Dynamic compound statements in MariaDB
A long-ago-discussed and much-requested feature, “dynamic compound statements”, is working at last.
It’s been eleven years since the original discussion of dynamic compound statements for MySQL, as you can see by looking at the worklog task on the wayback machine. (As usual, you have to click the “high level architecture” box to see the meat of the specification.) The essential idea is that one can directly enter compound statements like BEGIN … END and conditional statements like “IF … END IF” and looping statements like “WHILE … END WHILE” without needing a CREATE PROCEDURE or CREATE FUNCTION statement.
The advantages are that one can run conditional or complex sequences of statements without needing an EXECUTE privilege, or affecting the database metadata. This has been a popular feature request, as one can see from bug#15037, bug#48777, bug#54000, and bug#61895. and bug#62679.
In 2013 Antony Curtis submitted a patch named “Compound / Anonymous statement blocks for MySQL”. (Anonymous blocks is the Oracle terminology.) Apparently he offered it to Oracle but they couldn’t agree about the licence terms.
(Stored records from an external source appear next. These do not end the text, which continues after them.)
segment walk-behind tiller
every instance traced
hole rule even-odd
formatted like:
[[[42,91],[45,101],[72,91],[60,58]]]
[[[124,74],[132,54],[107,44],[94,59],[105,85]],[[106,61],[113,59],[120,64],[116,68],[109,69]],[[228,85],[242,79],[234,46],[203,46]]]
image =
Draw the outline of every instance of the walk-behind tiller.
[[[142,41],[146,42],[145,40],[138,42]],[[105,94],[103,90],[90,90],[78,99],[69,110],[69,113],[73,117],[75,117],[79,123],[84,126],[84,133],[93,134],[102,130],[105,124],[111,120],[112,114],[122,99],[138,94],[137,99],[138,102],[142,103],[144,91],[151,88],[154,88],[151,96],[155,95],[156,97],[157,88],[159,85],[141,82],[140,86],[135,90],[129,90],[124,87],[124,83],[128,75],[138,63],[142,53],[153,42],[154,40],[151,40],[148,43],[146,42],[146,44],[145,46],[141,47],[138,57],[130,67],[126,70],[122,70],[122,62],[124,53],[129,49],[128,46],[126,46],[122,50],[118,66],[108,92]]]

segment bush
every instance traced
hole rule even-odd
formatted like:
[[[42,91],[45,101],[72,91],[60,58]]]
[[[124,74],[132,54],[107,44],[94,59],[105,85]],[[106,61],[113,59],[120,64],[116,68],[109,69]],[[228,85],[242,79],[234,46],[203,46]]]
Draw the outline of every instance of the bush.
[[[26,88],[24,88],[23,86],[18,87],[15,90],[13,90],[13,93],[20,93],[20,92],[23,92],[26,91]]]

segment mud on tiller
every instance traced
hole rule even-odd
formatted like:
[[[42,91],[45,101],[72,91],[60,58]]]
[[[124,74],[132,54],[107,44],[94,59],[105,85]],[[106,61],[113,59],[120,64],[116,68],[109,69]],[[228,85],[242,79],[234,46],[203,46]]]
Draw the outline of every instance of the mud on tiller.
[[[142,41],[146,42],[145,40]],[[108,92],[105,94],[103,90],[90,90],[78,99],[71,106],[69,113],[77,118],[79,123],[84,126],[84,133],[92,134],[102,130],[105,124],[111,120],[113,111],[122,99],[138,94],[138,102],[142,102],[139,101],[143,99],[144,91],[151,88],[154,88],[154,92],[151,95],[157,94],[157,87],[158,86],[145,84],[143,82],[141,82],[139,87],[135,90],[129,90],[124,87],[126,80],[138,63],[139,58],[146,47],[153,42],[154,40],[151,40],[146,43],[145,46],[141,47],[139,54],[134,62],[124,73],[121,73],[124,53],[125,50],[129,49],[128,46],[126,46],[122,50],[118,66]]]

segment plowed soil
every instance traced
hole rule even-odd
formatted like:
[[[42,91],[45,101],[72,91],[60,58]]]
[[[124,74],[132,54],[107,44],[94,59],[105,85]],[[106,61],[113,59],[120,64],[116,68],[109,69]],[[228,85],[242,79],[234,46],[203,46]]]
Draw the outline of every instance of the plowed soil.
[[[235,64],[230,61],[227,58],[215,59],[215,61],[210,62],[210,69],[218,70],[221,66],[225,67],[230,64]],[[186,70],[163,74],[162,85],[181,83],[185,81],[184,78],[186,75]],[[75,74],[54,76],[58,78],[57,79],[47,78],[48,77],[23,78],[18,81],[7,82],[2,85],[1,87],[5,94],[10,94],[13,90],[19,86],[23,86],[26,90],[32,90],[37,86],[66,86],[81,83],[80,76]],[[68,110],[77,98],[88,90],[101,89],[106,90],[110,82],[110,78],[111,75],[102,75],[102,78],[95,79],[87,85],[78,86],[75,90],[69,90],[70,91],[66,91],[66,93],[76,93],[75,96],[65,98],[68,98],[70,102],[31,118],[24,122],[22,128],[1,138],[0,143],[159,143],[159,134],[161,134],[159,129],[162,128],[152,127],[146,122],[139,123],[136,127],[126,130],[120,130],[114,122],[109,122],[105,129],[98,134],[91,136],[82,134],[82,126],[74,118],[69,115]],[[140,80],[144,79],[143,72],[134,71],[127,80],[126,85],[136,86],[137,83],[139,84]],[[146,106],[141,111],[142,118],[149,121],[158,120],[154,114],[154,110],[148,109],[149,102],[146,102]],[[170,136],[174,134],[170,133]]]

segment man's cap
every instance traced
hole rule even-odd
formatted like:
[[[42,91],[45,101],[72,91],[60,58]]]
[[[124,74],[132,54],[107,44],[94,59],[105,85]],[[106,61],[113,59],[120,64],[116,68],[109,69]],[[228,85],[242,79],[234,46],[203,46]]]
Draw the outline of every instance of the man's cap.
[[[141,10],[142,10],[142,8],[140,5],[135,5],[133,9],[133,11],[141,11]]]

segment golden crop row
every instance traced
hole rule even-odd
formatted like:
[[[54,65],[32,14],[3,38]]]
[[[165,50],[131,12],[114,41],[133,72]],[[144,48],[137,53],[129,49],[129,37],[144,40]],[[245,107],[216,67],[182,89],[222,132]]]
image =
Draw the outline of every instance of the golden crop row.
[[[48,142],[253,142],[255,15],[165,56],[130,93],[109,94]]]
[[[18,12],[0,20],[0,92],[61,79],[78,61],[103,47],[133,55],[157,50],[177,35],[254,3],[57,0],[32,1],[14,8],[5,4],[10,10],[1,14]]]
The MariaDB people were gladder to get the offer, so it’s now in the MariaDB 10.1.1 alpha.
I downloaded it from source. There’s a problem with “make install” but it’s easy to work around and has nothing to do with Mr Curtis’s patch. I had no trouble checking that the feature works as advertised. So, next, I compared the spec with Mr Curtis’s implementation.
Spec: Allow BEGIN … END “compound statements”, CASE, IF, LOOP, WHILE, and REPEAT. Implementation: all done. The only significant defect is that BEGIN has to be stated as BEGIN NOT ATOMIC, to avoid confusion with an old non-standard meaning of BEGIN. So “BEGIN DELETE FROM t; END” is illegal. And “label_x: BEGIN DELETE FROM t; END” is illegal. Only “BEGIN NOT ATOMIC DELETE FROM t; END” is legal. It’s a slight disappointment that no way was found to handle these little difficulties in the parser.
Spec: internally there will be a temporary anonymous procedure created for every compound statement. Implementation: This didn’t happen, at least not in a user-visible way. That’s a low-level detail so it doesn’t matter.
Spec: there should be no new privilege requirement. Implementation: there is no new privilege requirement.
Spec: the implied routine will have characteristics like MODIFIES SQL DATA and NOT DETERMINISTIC. Implementation: characteristics are irrelevant.
Spec: even if there is an anonymous procedure, it should not be visible to the user in information_schema.routines. Implementation: nothing is visible in information_schema.routines.
Spec: perhaps the statement should be in performance_schema.statements. Implementation: no.
Spec: some statements that are client-specific and are not allowed in stored procedures should not be in dynamic compound statements. Implementation: right. For example “USE database_name” is not allowed.
Spec: it’s uncertain whether a dynamic compound statement (which after all is a “statement”) should appear as a single statement in the slow log. Implementation: I didn’t test this because I don’t believe in the slow log; I assumed it doesn’t work.
Spec: if @@sql_mode is set within a dynamic compound statement, then it gets restored to its original value when the statement ends. Implementation: yes, it’s restored.
Spec: A dynamic compound statement may not contain statements that create or drop or alter routines. Implementation: right, statements like DROP PROCEDURE are illegal.
Spec: a dynamic compound statement cannot be used for a PREPARE statement, and therefore there is no fix for BUG#14115 “Prepare() with compound statements breaks”. Supposedly there could be parser-related pitfalls with such syntax. Implementation: PREPARE is allowed. Statements like PREPARE stmt1 FROM ‘BEGIN NOT ATOMIC DECLARE v INT; END’// are just fine. This is worrisome, but probably the supposed pitfalls were cleared up long ago.
Spec: SHOW STATUS could have new counters: Com_compound_statement, Com_if, Com_loop, Com_repeat, Com_while. Implementation: No, that’s not implemented.
Spec: SHOW PROCESSLIST will show the whole compound statement. Implementation: No, that’s not implemented. When I first started the performance_schema design I realized that SHOW PROCESSLIST would eventually become obsolete, so nowadays I think this part of the spec is obsolete.
The future
Given that dynamic compound statements are in DB2 and Oracle 12c and PostgreSQL and now in MariaDB alpha, Oracle/MySQL will look a bit slow if it waits another eleven years to implement them.
But MariaDB 10.1.1 is an early alpha, and nothing is guaranteed in an alpha, so it’s too early to say that MariaDB is ahead in this respect.